Complete Analysis of Classification Algorithms

15 minute read

Abstract: In this analysis, we have the data pertaining to individuals suffering from back pain. We have many clinical parameters that, in combination, determine the back pain type which is a binary outcome. We will use several classification techniques such as, logistic regression, classification trees, bagging, random forest, boosting and support vector machine to model the outcome.

In addition we form the training and test data by three approaches: splitting data into test and training data, bootstrapping and k-Fold cross validation. Once the models are built, we assess the performance using accuracy and the area under the ROC curve metrics. The goal is to identify which model performs the best in the given approach. We will also analyse which data splitting approaches are more reliable.

Introduction

Let us explore the Back Pain dataset which contains information about subjects suffering from lower back pain. We have 380 individuals and 32 numerical and categorical clinical indicators. The clinical parameters include age, gender, pain location, duration of current episode and several medical test scores. Among these indicators, we have the class of the back pain: Nociceptive or Neuropathic. Nociceptive back pain arises from the tissue damage, while Neuropathic pain arises from the defect in the nervous system. It is imperative for a patient to find out what type of back pain he/she is having based on other clinical diagnostics, since a Neuropathic pain is usually more serious, while Nociceptive pain may just be muscle damage.

It becomes compelling to predict the class of back pain based on the clinical parameters. To carry out this, we will utilize several classification techniques to classify the back pain type. The classification techniques include logistic regression, classification trees, bagging, random forest, boosting and support vector machines. We will analyse these algorithms and assess how well the data are fit by the respective models.

Methods

As part of data pre-processing, we coded the back pain type in binary categories: 0 refers to Nociceptive back pain and 1 refers to Neuropathic back pain. This is done to ensure that the models are built with appropriate arguments. Then, we coded the back pain type as a factor. Then, we looked at the summaries of the variables in our dataset. Out of 380 observations, 207 subjects have Nociceptive back pain and 173 subjects have Neuropathic back pain. Therefore, we have considerably good number of observations of both back pain types. We also checked for any abnormalities in the data. We found that only one observation had PainLocation as ‘Bilat BK’. This may be due to the fact that this is a rare case or we do not have enough observations that would cover all the categories of PainLocation.

We will assess the performances of the models with three approaches. In the first approach, we will split the data in to train data (75%) and test data (25%). We build the model by using the train data, predict the back pain type of test data and assess how well our prediction is. We incorporated this approach since the test data becomes new data that model had no knowledge about. So, the models with high accuracies for this test data can be considered reliable.

In the second approach, we will use bootstrapping (Brownlee, 2018). In this approach, we use sampling with replacement on the data and train our model using this data. Then, the remaining observations are used to predict the back pain type and the model accuracy is computed. The main reasons for going by this approach is to facilitate stability. Bootstrapping is useful for small datasets, as is our case and it proves to be easier to evaluate on unseen data.

In the third approach, we will have a look at the k-Folds cross validation approach (Hewa, 2018). I this approach, the data set is split into a K number of sections/folds where each fold is used as a testing set at some point. In the first iteration, the first fold is used to test the model and the rest are used to train the model. In the second iteration, 2nd fold is used as the testing set while the rest serve as the training set. This process is repeated until each fold of the K folds have been used as the testing set ensuring that each fold is used as a testing set at some point and give stable accuracies.
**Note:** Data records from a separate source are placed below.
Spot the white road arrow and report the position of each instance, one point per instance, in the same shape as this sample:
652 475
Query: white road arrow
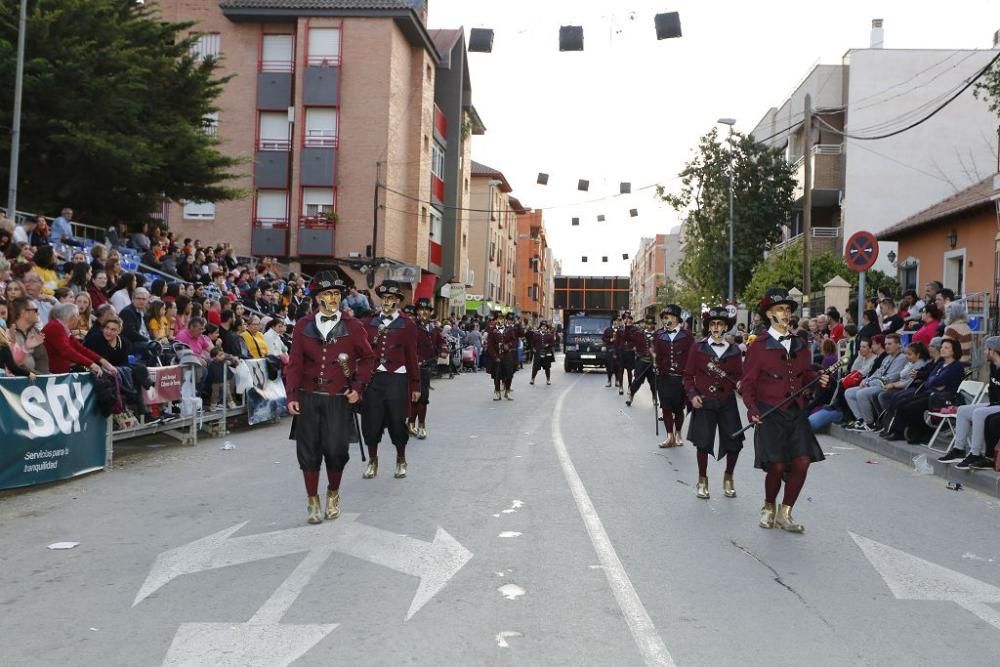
435 563
912 578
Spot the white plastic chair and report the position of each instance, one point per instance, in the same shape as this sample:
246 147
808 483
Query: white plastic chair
975 390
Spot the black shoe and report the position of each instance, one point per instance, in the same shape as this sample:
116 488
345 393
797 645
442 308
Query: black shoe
974 462
952 456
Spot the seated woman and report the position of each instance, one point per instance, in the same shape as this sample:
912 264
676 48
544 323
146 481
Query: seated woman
943 380
969 447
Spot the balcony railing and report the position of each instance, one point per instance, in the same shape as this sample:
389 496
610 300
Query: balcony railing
323 61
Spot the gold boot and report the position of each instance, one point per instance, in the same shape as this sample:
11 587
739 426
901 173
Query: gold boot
332 505
727 486
786 522
315 516
767 515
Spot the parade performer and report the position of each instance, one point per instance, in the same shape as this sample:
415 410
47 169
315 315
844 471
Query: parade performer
641 341
713 369
430 344
671 346
625 349
777 367
396 381
329 364
542 344
501 341
611 359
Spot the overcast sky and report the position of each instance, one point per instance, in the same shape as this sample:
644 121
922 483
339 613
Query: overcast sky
631 108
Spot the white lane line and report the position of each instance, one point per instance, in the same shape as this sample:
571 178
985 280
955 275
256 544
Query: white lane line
653 650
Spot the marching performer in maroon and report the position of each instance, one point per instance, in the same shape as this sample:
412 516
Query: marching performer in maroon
625 350
778 366
612 360
396 381
670 347
542 343
328 367
713 369
430 344
501 341
641 341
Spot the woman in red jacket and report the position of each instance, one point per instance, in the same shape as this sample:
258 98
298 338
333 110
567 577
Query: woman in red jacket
64 351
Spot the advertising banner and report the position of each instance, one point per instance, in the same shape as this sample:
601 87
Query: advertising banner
52 429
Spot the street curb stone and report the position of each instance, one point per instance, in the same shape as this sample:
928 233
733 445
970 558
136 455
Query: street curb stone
986 481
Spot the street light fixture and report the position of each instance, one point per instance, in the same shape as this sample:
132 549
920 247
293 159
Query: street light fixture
730 122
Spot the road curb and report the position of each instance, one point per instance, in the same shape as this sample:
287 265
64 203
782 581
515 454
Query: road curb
986 481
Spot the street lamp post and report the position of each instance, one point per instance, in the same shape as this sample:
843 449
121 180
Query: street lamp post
15 130
730 122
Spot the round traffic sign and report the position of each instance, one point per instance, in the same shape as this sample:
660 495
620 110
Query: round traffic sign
861 251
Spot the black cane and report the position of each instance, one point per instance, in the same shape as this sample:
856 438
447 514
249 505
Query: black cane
791 397
344 366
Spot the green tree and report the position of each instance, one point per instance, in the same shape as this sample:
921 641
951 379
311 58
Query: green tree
763 184
784 269
114 111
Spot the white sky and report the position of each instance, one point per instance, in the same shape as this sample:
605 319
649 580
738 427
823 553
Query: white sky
631 108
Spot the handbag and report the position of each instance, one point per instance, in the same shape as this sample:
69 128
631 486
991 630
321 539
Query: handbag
852 379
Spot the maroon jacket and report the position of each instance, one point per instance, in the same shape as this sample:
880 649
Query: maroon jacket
430 342
312 362
395 346
770 375
640 340
64 350
671 356
700 381
508 337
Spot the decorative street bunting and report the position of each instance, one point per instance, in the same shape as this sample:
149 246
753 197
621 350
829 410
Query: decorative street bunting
571 38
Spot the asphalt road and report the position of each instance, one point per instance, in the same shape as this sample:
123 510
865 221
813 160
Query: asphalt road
549 530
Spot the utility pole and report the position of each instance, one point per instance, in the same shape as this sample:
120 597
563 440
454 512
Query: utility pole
807 206
15 130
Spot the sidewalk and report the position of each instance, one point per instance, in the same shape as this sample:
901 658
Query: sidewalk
986 481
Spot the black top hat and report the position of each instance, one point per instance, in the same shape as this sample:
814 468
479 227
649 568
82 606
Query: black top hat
326 280
775 296
719 313
390 287
672 309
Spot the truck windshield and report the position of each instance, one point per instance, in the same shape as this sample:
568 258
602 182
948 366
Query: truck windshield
587 325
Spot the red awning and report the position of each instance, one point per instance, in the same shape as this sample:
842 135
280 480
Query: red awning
425 288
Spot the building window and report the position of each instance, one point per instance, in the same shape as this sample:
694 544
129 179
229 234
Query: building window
274 131
321 128
199 210
210 124
208 45
277 53
317 201
272 207
437 161
324 47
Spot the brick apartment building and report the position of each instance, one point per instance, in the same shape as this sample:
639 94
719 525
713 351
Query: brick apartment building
534 267
335 105
493 240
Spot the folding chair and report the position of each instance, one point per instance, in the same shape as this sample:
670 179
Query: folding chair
971 388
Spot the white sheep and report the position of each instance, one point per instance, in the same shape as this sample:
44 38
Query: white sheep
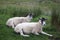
12 22
31 27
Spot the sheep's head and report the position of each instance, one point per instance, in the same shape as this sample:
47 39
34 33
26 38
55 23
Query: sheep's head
42 21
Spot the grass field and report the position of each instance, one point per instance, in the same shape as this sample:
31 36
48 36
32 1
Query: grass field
11 8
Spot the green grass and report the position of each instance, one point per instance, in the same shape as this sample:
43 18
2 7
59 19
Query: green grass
11 8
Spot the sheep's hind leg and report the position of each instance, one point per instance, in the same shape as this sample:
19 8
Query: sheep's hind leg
21 32
46 33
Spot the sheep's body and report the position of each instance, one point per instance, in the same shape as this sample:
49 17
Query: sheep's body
16 20
31 27
28 27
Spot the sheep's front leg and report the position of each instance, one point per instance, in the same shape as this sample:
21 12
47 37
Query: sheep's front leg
35 32
12 24
21 32
46 33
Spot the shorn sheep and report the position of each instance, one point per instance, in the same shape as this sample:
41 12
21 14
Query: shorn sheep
31 27
12 22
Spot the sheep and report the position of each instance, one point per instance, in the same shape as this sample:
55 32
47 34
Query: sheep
31 27
12 22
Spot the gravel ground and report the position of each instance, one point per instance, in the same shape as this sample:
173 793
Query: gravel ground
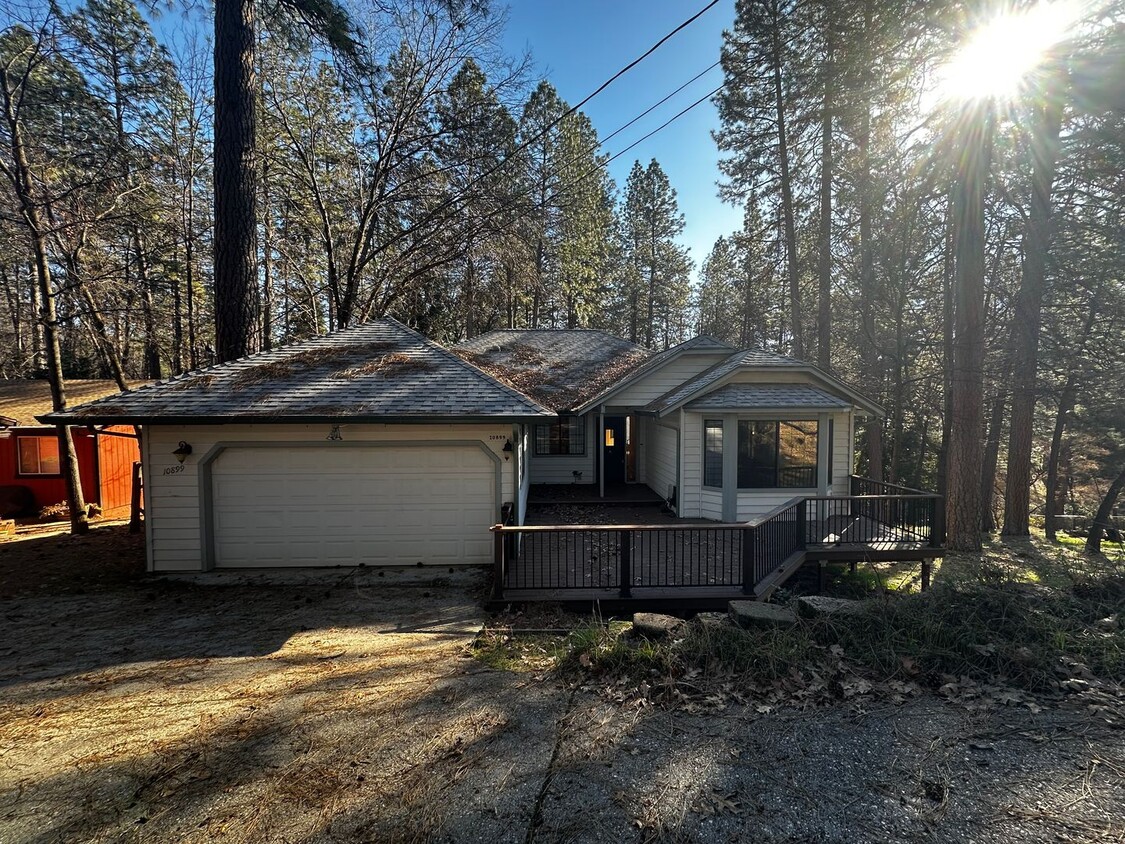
350 710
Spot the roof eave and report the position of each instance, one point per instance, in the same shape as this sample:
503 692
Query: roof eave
860 402
290 419
774 409
637 374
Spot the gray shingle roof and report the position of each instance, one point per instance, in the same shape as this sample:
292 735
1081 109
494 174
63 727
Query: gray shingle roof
701 343
767 396
560 368
747 358
377 371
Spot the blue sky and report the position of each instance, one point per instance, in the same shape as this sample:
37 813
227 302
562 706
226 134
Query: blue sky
578 44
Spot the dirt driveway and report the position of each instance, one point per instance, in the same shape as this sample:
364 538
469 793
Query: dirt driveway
352 711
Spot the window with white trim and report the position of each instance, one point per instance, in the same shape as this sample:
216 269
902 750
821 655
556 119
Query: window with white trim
776 455
712 452
565 437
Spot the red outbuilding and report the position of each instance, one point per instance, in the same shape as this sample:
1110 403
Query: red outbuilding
29 451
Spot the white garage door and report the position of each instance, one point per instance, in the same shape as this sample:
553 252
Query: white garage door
345 505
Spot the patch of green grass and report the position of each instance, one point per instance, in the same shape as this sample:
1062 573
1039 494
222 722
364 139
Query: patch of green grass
612 648
506 649
1014 614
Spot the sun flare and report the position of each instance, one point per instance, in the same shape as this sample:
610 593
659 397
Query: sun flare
999 56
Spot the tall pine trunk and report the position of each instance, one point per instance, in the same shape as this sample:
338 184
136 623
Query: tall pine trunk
29 211
992 457
797 317
965 455
867 286
1067 402
235 176
1025 331
1101 518
825 233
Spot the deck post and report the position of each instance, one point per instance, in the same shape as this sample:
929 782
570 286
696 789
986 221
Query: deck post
624 562
748 560
937 524
498 545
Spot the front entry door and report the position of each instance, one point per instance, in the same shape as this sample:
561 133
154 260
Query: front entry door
614 446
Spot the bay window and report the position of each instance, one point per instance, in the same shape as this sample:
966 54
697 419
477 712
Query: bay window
776 455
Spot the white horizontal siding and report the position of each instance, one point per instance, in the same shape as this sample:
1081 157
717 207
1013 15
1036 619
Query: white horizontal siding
710 504
560 468
842 454
666 378
172 505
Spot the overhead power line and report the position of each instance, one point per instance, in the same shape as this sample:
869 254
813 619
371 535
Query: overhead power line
520 147
655 106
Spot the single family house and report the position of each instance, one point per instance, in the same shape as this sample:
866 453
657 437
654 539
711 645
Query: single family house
376 446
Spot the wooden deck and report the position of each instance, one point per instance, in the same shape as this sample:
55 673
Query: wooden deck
693 563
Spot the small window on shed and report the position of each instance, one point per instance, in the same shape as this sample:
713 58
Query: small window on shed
37 455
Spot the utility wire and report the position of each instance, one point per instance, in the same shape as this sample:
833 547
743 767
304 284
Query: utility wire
523 145
655 106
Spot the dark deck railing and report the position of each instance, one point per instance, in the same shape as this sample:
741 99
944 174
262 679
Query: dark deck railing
743 557
874 519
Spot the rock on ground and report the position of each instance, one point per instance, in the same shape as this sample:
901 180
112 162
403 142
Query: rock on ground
656 626
757 613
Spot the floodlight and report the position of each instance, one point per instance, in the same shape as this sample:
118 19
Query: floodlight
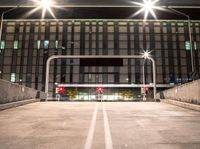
147 7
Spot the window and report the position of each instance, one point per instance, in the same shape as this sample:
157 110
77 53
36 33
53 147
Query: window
38 44
2 46
46 44
13 77
56 44
15 45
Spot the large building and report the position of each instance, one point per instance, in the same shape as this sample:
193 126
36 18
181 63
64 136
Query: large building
27 43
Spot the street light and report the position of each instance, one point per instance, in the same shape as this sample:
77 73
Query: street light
44 4
146 55
148 6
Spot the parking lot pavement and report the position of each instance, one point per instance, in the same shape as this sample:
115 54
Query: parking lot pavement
95 125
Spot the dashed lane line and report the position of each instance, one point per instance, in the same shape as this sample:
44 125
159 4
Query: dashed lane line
90 136
108 138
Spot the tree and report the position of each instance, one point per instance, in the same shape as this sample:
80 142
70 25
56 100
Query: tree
127 94
72 93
The accuracies are computed as the ratio between the number of observations for which the model correctly predicts the class and the total number of observations. We will now build the models with mentioned algorithms and check the fit of the models.

Logistic Regression

This is the appropriate regression analysis to conduct when the dependent variable is dichotomous (binary). (Solutions, 2018) This method not only helps us to predict the outcome class given set of parameters, but also helps us to interpret how the change in a predictor influences the outcome. For instance, holding all other clinical variables constant, the odds of having Neuropathic back pain for every one unit increase in age is 0.94. For this method, we built the model by 3 approaches: splitting test and train data, bootstrapping and k-Fold cross validation and the accuracies are computed in each case.

Classification Trees

We will analyse the Classification Trees since they are capable of achieving high accuracy in many tasks while being highly interpretable (Seif, 2018). The knowledge learned by a classification tree through training is directly formulated into a hierarchical structure, which can easily be interpreted. A con of classification trees is that high variance is observed. For the sake of this explanation, the classification tree is built using 75% of the dataset. Criterion8 is having the highest Variable Importance. Similar classification trees are built by bootstrapping and k-Fold cross validation approaches.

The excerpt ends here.